Ø Sin has more to do with who we are than it does with what we do. Someone has said, “I am not a sinner because I sin – I sin because I am a sinner. God’s forgiveness for the things that we have done does not solve the problem. When we receive God’s forgiveness for those things that we have done, that is past, present and future forgiveness. In Christ he has already forgiven us for the sins we have yet to commit. Our part in the future is merely to confess – to own them. In order for us to be truly freed from our sin addiction, we must die with Christ. The blood provided our forgiveness, the cross provides for our death to the nature within us that leads us to lead sinful lives. We are enrolled in God’s witness protection program. We are dead to sin even though we live. Our old nature is gone.
Ø What human being is fit to establish the standard for another human being. Behavior all by itself can be deceptive.
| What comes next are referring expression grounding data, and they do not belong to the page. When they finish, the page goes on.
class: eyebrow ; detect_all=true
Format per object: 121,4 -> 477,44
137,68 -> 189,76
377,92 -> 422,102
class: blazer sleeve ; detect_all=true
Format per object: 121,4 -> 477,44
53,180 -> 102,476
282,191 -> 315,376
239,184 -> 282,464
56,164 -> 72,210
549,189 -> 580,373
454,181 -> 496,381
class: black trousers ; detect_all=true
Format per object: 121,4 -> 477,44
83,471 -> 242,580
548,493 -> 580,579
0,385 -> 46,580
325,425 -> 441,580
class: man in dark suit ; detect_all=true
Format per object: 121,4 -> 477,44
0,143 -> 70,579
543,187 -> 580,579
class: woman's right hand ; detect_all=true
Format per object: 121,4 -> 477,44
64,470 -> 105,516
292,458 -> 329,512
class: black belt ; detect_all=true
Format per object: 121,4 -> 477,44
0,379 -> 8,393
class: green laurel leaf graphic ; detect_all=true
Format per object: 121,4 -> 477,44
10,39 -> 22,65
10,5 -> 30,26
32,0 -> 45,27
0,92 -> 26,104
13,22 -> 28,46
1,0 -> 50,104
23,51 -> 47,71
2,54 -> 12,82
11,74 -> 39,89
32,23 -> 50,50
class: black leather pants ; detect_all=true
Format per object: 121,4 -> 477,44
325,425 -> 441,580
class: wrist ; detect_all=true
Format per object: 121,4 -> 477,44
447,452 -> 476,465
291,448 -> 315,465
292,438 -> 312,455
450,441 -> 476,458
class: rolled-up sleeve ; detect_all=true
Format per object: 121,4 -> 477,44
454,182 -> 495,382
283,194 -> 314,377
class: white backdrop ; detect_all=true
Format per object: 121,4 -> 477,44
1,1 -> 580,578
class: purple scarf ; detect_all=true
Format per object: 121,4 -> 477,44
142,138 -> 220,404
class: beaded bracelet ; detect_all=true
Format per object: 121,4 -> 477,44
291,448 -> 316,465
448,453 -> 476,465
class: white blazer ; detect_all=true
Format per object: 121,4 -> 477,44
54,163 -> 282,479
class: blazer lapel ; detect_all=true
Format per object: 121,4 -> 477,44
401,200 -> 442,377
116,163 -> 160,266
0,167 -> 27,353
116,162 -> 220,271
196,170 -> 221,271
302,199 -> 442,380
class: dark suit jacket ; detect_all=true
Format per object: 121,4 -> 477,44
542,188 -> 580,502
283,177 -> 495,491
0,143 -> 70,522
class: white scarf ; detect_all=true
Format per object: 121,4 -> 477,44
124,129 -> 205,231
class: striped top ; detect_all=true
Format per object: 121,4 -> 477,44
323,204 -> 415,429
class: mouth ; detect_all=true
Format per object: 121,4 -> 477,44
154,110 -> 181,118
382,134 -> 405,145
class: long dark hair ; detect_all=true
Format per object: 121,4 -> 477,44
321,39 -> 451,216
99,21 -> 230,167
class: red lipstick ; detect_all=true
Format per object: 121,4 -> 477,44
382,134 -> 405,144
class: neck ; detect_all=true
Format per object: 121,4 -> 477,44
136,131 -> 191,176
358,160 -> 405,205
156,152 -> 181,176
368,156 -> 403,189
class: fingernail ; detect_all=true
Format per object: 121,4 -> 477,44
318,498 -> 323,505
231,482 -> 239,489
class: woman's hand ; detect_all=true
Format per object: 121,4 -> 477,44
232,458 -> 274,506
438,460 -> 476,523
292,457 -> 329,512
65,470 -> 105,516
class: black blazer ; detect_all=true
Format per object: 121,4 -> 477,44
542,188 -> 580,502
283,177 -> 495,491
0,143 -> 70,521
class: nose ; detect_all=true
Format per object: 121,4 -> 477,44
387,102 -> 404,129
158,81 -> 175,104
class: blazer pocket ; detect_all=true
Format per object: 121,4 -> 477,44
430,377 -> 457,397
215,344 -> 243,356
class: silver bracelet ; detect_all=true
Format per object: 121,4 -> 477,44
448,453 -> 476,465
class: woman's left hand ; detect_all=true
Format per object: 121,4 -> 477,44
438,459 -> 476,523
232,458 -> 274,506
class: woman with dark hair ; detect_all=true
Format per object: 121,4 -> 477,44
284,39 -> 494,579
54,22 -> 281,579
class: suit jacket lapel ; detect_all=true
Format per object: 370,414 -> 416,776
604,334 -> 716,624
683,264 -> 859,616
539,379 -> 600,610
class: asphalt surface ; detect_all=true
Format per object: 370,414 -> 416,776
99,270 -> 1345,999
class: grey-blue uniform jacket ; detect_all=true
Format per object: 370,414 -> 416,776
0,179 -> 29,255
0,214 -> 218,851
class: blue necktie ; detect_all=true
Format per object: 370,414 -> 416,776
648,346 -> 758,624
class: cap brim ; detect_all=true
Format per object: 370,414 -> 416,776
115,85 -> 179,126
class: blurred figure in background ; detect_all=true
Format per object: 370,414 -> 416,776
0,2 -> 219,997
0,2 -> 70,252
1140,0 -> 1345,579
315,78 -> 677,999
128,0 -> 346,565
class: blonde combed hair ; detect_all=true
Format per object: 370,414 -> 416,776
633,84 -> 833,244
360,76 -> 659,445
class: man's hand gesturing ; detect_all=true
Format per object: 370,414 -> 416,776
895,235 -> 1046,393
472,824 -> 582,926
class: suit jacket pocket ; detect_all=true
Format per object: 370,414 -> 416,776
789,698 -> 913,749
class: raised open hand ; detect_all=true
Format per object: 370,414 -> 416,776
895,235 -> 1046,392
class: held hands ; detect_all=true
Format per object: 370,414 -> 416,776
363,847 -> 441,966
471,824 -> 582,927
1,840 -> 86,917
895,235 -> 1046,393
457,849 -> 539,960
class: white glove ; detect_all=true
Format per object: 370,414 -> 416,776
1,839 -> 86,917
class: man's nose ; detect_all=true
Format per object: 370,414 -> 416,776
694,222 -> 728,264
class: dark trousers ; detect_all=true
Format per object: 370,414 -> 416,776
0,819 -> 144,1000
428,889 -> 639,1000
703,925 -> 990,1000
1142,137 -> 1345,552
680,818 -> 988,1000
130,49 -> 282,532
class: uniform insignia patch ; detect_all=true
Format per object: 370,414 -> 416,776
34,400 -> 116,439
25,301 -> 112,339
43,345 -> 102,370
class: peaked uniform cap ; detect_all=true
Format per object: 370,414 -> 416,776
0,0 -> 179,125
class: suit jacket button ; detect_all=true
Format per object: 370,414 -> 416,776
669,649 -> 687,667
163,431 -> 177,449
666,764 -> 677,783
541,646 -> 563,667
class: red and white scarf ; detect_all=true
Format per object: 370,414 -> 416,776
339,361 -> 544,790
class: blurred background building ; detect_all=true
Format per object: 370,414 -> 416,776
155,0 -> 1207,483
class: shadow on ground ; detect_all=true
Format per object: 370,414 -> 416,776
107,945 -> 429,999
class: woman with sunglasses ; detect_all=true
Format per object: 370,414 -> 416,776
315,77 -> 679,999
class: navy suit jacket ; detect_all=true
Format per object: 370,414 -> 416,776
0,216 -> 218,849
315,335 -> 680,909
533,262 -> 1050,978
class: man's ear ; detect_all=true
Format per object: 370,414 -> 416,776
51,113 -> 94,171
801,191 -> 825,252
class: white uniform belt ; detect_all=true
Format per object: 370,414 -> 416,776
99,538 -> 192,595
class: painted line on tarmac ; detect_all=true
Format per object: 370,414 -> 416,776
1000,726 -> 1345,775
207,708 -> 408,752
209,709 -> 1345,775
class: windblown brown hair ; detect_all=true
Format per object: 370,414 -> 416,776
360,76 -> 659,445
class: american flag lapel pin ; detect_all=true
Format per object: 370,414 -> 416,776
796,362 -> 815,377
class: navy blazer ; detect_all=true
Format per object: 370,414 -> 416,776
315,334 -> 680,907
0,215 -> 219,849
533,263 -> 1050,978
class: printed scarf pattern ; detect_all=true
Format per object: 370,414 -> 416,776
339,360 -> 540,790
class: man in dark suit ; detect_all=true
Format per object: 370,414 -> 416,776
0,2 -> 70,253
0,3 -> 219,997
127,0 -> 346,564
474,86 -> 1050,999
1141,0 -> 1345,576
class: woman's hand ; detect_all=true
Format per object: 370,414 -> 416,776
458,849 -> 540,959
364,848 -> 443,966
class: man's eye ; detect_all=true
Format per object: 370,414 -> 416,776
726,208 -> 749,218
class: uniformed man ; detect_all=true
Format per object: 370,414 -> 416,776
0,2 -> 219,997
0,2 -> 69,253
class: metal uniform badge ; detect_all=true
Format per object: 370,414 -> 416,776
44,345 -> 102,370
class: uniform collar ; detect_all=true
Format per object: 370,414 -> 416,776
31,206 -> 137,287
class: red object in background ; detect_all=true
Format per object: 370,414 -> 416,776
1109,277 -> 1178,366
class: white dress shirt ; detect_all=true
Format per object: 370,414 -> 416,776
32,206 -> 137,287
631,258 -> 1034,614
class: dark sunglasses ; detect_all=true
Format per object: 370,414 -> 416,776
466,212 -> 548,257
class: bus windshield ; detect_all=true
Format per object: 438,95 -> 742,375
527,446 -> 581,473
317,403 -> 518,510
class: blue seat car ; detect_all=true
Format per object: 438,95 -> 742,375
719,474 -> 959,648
Even an evil person can behave righteously for a time if it serves his/her purposes.
4. Our References. What’s the problem with this?
Lk. 6:26 Woe to you when all men speak well of you, for that is how their fathers treated the false prophets.
Ø Generally people have difficulty telling the truth. We are more affirming than perhaps we should be at times. I heard the other day that people say that references from lawyers and preachers are the least desirable as inclusions in a resume.
Ø Often we really don’t want to hear the truth. We want to be flattered. We don’t receive the truth about ourselves well.
Ø What people may say about you makes no difference to God. What does God sasy about you?
What does it mean to trust in God?
It means that we trust him for things and that we trust him with things and that we trust him in things. And when our expectations are not met or when we are disappointed that we can still trust him. We can be thankful that all of our plans have not worked out.
We never become truly spiritual by sitting down and wishing to become so. You must undertake something so great that you cannot accomplish it unaided.